= Astrakhan Declaration =

2010 treaty between Armenia and Azerbaijan

The Astrakhan Declaration is a Russian-brokered humanitarian agreement between Armenia and Azerbaijan, signed on October 27, 2010, in the Russian city of Astrakhan. Concerning the post-war situation in Nagorno-Karabakh, the declaration envisages the exchange of prisoners of war and the return of the bodies of killed servicemen with the assistance of the OSCE Minsk Group co-chairmen and the International Committee of the Red Cross. The First Deputy Chairman of the State Duma International Affairs Committee Leonid Slutsky assessed the declaration as "a small advancement in geopolitical sense", which in fact has "a great political significance in the case of Nagorno-Karabakh problem".
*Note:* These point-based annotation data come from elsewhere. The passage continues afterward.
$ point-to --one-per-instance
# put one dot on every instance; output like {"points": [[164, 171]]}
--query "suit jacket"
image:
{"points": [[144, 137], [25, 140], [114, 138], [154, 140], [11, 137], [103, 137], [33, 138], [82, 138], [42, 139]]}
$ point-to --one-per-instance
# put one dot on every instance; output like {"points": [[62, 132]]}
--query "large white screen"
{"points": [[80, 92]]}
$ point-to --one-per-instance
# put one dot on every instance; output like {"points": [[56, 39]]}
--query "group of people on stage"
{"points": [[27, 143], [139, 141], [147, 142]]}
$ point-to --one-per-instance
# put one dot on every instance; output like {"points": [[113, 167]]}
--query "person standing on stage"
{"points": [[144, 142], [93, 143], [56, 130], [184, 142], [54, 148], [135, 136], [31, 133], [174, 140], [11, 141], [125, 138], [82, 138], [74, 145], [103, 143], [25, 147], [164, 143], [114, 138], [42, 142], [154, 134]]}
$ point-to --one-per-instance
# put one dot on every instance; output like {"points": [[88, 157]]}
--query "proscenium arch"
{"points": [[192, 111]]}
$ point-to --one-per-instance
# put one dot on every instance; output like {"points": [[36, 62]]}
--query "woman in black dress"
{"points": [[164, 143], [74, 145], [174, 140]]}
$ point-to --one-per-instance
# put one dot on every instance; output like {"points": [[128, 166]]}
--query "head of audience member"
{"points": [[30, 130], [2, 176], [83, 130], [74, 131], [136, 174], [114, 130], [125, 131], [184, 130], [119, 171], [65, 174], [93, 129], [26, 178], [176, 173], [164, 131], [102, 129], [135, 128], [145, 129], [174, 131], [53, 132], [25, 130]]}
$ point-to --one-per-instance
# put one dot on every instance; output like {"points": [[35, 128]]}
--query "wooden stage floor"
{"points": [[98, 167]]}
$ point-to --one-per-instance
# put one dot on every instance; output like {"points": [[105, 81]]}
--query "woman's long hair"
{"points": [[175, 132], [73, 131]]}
In his statement, the then French Foreign Minister Bernard Kouchner said, that "the measures set out in the resolution adopted in Astrakhan can help to reduce tension and violations of the ceasefire, which have become frequent in past months" and "therefore, France expects them to be executed immediately". At a press briefing in Washington U.S. Assistant Secretary of State Philip J. Crowley welcomed the signing of Astrakhan Declaration as a "positive development": "We appreciate President Medvedev's personal efforts to reach this agreement, which aims to build confidence between the parties and to strengthen the 1994 ceasefire".